During group counseling in prison, the focus was on relationships. That included repairing and rebuilding relationships; creating new, healthy relationships; and maintaining and strengthening relationships. [Please note that this was a men’s prison, so the genders here will be male, but the principles apply to all.]

It was interesting to observe some inmates who considered themselves better than another inmate because their crime was not as heinous. The therapist and other group members would challenge their thinking by asking questions such as: Did you violate the rights of another human being? Was your crime less traumatic to the victim? Does your 10-year sentence have less of an impact on you, your family, and your friends than my 10-year sentence? Does the length of your sentence make you better? Are we both wearing the color orange? All of a sudden, how did you become “The Bigger Man?”

How often do we see people play the victim role? As a therapist, I have counseled many men and women who have been victims at the mercy of someone else’s behavior. Unfortunately, I have also witnessed the stories of those who are playing the victim. They participated in a heated discussion that provoked a physical response. Noted: there is no justifiable reason for getting physical. However, did you pour gasoline on the heated discussion? What would it have been like to be a peacemaker?

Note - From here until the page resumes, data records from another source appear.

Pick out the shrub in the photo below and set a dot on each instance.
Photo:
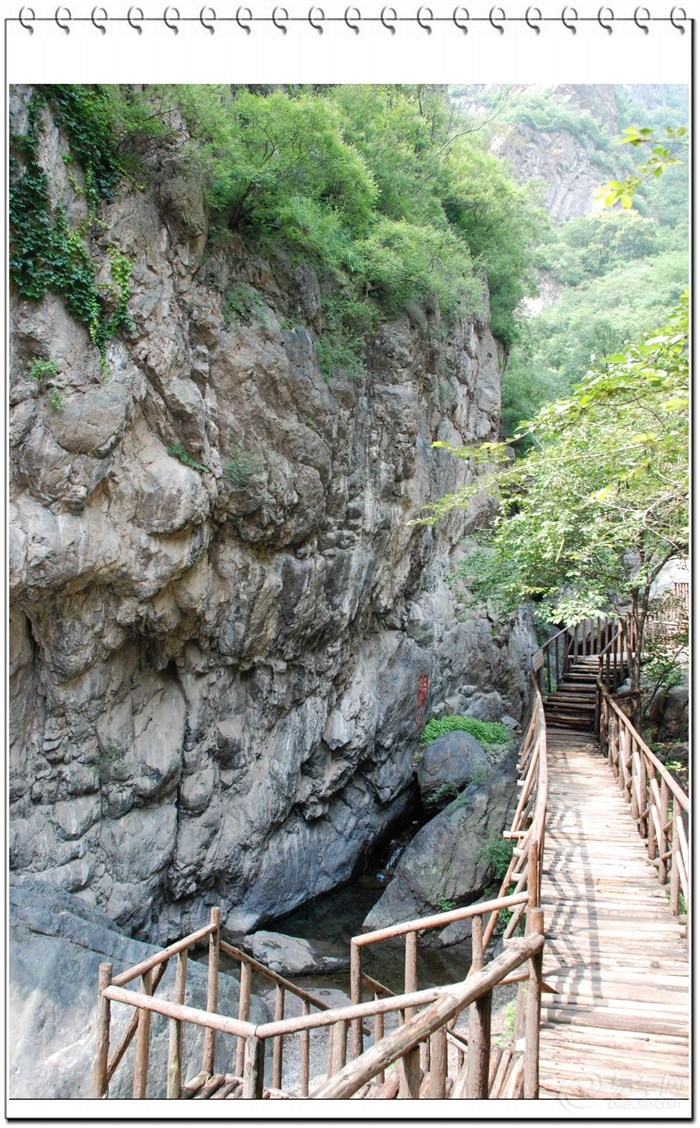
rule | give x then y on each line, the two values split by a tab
486	732
499	852
43	369
177	450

When we’re in the middle of such a discussion, how can we de-escalate the situation before it becomes worse?

Renowned marriage therapists, Dr. John and Dr. Julie Gottman (www.gottman.com) have couples in therapy wear a pulse oximeter to measure their breathing and heartrate. When things escalated, the Gottman’s have the couple take a timeout to calm down. Sometimes a partner might take a walk. [Just remember not to ignore the issue when you return.] Some couples recognize they are getting into a heated discussion, they are able to recognize it and they actually laugh with each other as they stop and catch themselves. Then they re-direct into a healthy discussion that strengthens the relationship. They no longer attempt to be “The Bigger Man” or “The Bigger Woman.” Instead, they focus on “we” instead of “me.”

Here are four tips from the scriptures that can be helpful:

  1. Focus on the beam in my own eye. Be accountable, be responsible, strive to be better and do better. (Luke 6:41-42)
  2. Be forgiving. Don’t wait, expect, or demand an apology from the other person. It may never come and you will never have peace. Peace comes when we turn judgment over to the Lord. (Doctrine and Covenants 64:10)
  3. Avoid contention. Become as little children. (3 Nephi 11:29, 37)
  4. Pray for charity so we can be kind, suffer long, seek not our own, be not easily provoked, think no evil … (Moroni 7:45-48)

May the Lord bless us not to become “The Bigger Man (or Woman)” but to become “A Better Man or Woman,” even to become like our Savior and Exemplar, Jesus Christ.